FROM THE BANK OF THE WEST CLASSIC AT STANFORD – Second-ranked Kim Clijsters of Belgium is about as jockish as they come: She likes playing sports; she likes watching sports; in her free time, she likes to play some more sports.

Her boyfriend, two-time Grand Slam champion Lleyton Hewitt, is a tennis player; her father, Leo, was a world class soccer player.

That's why it's been amazing over the past five years to see her evolve from a natural athlete with incredible speed and power to a thinking women's tennis player. She's reached No. 2 spot in the world because she has a much deeper understanding of how to play and now not only can run past opponents, but can also read their tendencies midway through a contest, switch it up on them.

That's what happened in the quarterfinals Friday, when Clijsters picked up which Swiss teenager Marie-Gaianeh Mikaelian was leaning on her return of serve and how she was freezing her with down the middle blasts. She overcame a shaky start and flew into the semifinals with a 4-6, 6-0, 6-1 win.

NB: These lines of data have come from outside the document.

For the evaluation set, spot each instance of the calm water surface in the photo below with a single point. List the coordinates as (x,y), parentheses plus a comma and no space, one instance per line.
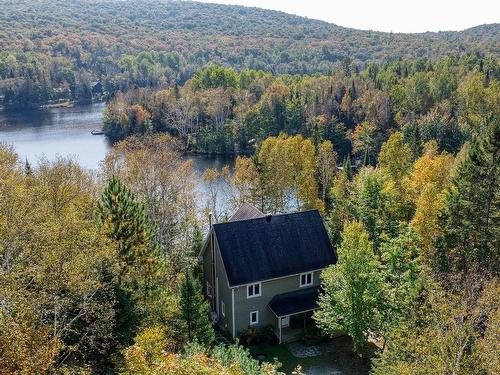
(37,134)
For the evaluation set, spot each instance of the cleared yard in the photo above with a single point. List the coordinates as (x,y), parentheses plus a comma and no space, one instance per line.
(340,361)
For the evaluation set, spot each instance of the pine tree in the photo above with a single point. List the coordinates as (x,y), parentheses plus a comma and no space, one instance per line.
(195,312)
(126,222)
(471,225)
(347,168)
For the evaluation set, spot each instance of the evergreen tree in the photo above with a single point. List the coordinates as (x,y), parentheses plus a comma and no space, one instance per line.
(471,225)
(126,222)
(194,312)
(347,168)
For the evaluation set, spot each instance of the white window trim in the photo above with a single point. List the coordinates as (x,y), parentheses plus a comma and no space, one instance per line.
(305,274)
(254,295)
(257,315)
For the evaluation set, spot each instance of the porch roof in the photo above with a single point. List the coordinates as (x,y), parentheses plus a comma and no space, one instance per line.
(295,302)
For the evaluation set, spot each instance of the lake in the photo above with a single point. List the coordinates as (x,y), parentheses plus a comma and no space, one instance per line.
(66,132)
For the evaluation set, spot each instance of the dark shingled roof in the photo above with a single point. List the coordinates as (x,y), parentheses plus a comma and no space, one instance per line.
(295,302)
(273,246)
(246,211)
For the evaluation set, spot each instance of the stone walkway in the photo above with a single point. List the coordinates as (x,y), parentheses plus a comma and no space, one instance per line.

"It was looking for the right position on the court," said Clijsters, who will play another thinking player, Italy's Francesca Schiavone, in the semifinals. "I started hitting more returns to the lines and that's where she has trouble moving from her service position over to the sidelines. She expects to go crosscourt and when you wrong foot her, she's surprised. A few times she couldn't even react. That's what I was noticing."



© Mark Lyons
Clijsters is serving harder and smarter than she was a year ago, adding a significant slice second serve down the middle to her normal kick serve out wide. She can't bomb it like the Williams sisters, but can crank it up to the 112-mph range, just six miles an hour short of Serena. She still needs to improve her serve into the body and add more spin to her kicker, but by serving smarter and is able to stave off what is the most feared shot in the women's tennis: the return of serve. Clijsters read Mikaelian like she was ingesting a treatise on the future of the European Economic Community.

"She was moving too one side and try to make me go into her backhand," Clijsters said. "She would cover the forehand more and then do the split step to lean to her backhand and then her forehand was open. It was a matter of mixing it up more. It's good mentally to make other player think."

FANTASTIC YEAR
Since she fell in a titanic 10-8 in the third set final to Jennifer Capriati at the '01 Roland Garros, Clijsters has mostly been a spectacular performer, racking up 11 titles and snaring wins over every member of the top five. But this year, Clijsters has compiled a 53-7 record and won four titles. She has only lost to one player outside of the top 4: Ai Sugiyama back in February in the Scottsdale final. (Other losses are No. 1 Serena, No. 3 Justine Henin-Hardenne and No. 4 Venus)

"It's a matter of having the experience and noticing more things and getting more mature tennis wise," she said. "That's the big difference for me over the last year and a half. Now I notice things and can tell my coach [Marc Dehous] what's happening and I can make matches turn around because I can see things better and change tactics."

Clijsters watches plenty of Hewitt's contests and will even turn on the TV and take a gander at other players when she's not playing. But, like many players, Clijsters doesn't like to watch videotapes of herself playing. She doesn't want any negative images dancing in her head.

"It's over," she said. "There's nothing. That's what my coach is there for, to tell me what went wrong. I know what I did well and if I did something wrong, I'll work on it. But you have to be open to accept those things. You don't want to forget everything straight-away because the next time you have a chance to play that particular player, you have to keep a lot of things in mind."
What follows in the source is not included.